I have a guitar amp with a fuse on the power socket. It is a 250v 315mA slow blow fuse. My local electronic store only has a 500mA fuse. Can I use that or should I order a 315mA online?
Order the correct one.
It will work with a 500mA fuse, but you are putting the circuitry protected by the fuse at some risk due to the extra surge current possible. It's quite possible a component will blow rather than the fuse.
In general putting higher rated fuses in is a bad idea, though this is a smallish current and not too different, in extreme cases putting the wrong fuse in can lead to severe damage and possible fire.
So, while the fire or even the severe damage is extremely unlikely in this case, it's worth the wait to order a correctly rated fuse rather than put the wrong one in.
Can you? Yes. Should you? No.
First, 500mA is 58% more than 315mA. That's a huge increase. Plenty of parts can fry themselves with heat with that much of a difference in current.
Secondly, the original is a slow blow fuse. This means that it is designed to allow more than 315mA, ONLY if it's relatively fast and infrequent. It will wait a few seconds before blowing. A fast blow fuse like the 500mA one you want to use, will take a fraction of a second to blow when it is past it's current limit.

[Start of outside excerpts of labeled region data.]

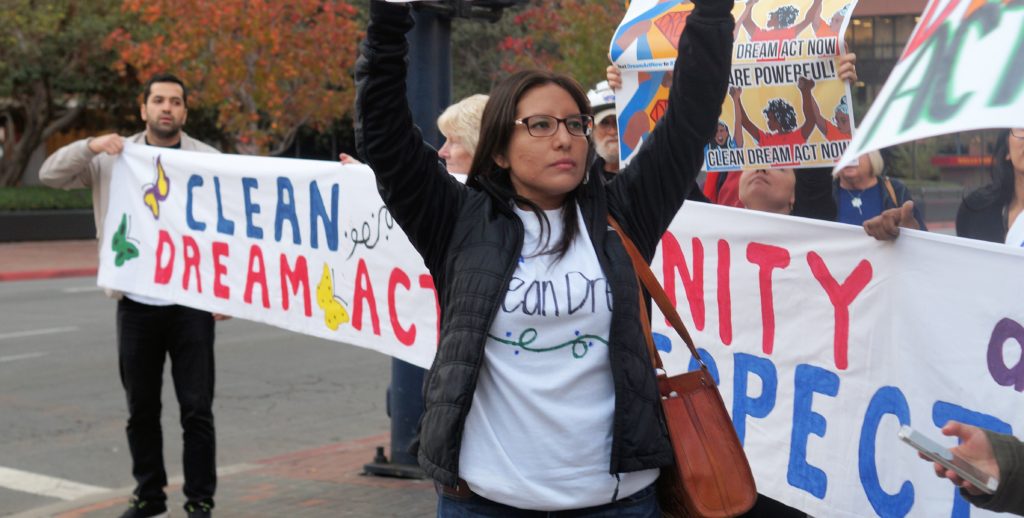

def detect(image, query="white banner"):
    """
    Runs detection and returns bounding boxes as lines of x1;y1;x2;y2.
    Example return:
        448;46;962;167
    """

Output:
99;144;1024;517
837;0;1024;168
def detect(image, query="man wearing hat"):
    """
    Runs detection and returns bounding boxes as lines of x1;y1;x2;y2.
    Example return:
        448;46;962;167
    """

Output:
587;81;618;181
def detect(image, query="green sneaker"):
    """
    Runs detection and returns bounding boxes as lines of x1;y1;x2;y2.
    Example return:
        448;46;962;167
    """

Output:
185;502;213;518
121;498;167;518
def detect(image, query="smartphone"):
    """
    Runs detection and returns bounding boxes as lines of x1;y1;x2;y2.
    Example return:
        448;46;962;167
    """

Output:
896;426;999;494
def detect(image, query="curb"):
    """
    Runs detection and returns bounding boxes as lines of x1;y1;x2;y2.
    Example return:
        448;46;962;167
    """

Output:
0;268;97;282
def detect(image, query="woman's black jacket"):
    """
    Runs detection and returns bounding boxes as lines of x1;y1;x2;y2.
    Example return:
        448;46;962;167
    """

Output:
355;0;733;486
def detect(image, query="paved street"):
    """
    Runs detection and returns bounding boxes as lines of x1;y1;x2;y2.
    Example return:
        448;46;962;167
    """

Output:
0;261;434;516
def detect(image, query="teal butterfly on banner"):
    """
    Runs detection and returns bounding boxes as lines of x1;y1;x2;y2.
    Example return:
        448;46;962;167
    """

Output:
111;214;138;267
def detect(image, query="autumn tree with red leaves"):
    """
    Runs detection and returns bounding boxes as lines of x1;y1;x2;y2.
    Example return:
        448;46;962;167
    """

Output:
500;0;626;87
106;0;362;155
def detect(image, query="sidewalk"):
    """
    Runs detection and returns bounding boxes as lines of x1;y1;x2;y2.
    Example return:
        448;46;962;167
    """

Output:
0;240;436;518
13;434;436;518
0;240;98;282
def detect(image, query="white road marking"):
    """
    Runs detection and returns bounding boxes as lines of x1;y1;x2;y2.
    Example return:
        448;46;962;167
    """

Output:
167;463;260;485
0;326;78;340
0;352;49;363
60;286;103;293
0;466;111;501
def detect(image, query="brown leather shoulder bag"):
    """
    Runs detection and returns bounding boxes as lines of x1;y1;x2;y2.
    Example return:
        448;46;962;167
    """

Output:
608;215;758;518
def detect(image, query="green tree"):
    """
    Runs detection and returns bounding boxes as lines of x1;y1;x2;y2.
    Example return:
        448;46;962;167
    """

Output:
0;0;133;186
108;0;362;155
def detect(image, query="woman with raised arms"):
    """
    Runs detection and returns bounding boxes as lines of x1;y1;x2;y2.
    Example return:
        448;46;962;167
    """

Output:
356;0;733;517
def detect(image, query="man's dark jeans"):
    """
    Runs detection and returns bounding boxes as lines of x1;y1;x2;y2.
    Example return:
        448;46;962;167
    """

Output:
118;298;217;506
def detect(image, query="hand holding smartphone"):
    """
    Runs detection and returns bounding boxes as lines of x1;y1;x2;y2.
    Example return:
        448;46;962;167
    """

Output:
897;426;999;494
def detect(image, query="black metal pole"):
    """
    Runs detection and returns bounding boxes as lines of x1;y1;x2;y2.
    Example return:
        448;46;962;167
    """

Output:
364;5;452;478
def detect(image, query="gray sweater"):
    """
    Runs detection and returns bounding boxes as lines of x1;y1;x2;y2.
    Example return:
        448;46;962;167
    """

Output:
961;430;1024;516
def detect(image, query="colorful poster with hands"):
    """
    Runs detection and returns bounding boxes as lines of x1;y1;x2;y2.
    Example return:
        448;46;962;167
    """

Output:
610;0;856;171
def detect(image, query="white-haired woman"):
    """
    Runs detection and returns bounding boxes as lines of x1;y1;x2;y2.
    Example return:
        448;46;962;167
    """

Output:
437;93;487;175
833;150;928;230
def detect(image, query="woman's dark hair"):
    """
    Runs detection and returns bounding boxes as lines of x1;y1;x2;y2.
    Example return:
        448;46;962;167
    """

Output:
964;130;1015;210
466;70;600;259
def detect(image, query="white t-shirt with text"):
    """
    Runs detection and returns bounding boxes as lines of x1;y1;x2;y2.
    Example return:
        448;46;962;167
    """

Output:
459;204;658;511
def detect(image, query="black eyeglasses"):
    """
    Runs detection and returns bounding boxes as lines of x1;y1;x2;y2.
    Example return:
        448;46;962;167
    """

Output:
515;114;594;137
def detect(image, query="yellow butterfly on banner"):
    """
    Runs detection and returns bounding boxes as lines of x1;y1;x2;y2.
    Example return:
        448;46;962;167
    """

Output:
316;263;350;331
142;156;171;219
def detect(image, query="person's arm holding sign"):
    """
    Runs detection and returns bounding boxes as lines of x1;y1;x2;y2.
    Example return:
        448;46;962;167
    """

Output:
729;86;744;147
729;86;761;143
797;77;821;141
355;0;464;270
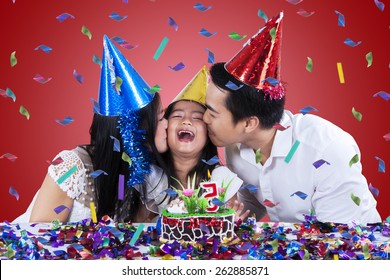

So the question is, how much do you hate that amp that you are willing to fry it?
You should not use a higher current fuse than what the original one was rated. You should order a 315mA fuse online instead.
The current rating on the fuse will dictate when the fuse will blow. For instance, if the amplifier pulls >315mA with the original fuse, the fuse will blow to protect the circuitry within the amplifier from damage (as well as the power source/supply, in this case, your house and its electrical components!). If you replace it with a 500mA fuse, you can potentially damage the amplifier, your house and its wiring, etc, as the higher-rated fuse will allow the amplifier pull more current than it will be able to handle.
Specifically, the fuse is normally current-rated to less than the current rating of the power transformer. Other components are either likely to be overated (resistors rated at 500mW or some other nominal value), or to fail suddenly (and not be protected by a fuse), but a power transformer is a big chunk of wire and metalic core, where the cost is proportional to the current rating.
If there is a fault that runs a bit too much current through the power transformer, it probably won't fail. It will just get too hot. Hot enough to melt or burn the case, insulation, paper, wood, cardboard or whatever. Hot over a long period of time, allowing smoldering fires to convert to flame, or allowing smouldering fires to asphyxiate sleeping people. Big thermal mass, so it doesn't cool down quickly when exposed to air.
Will this happen to you? No, probably not. You have to have thousands of fire accidents to get one fatality. Still, bottom line is I wouldn't use the wrong fuse, I'm certain I wouldn't use the wrong fuse in a device that I already know blows fuses, and I'm damn sure I wouldn't lend it to my mother or my little sister after I'd re-rated the fuse.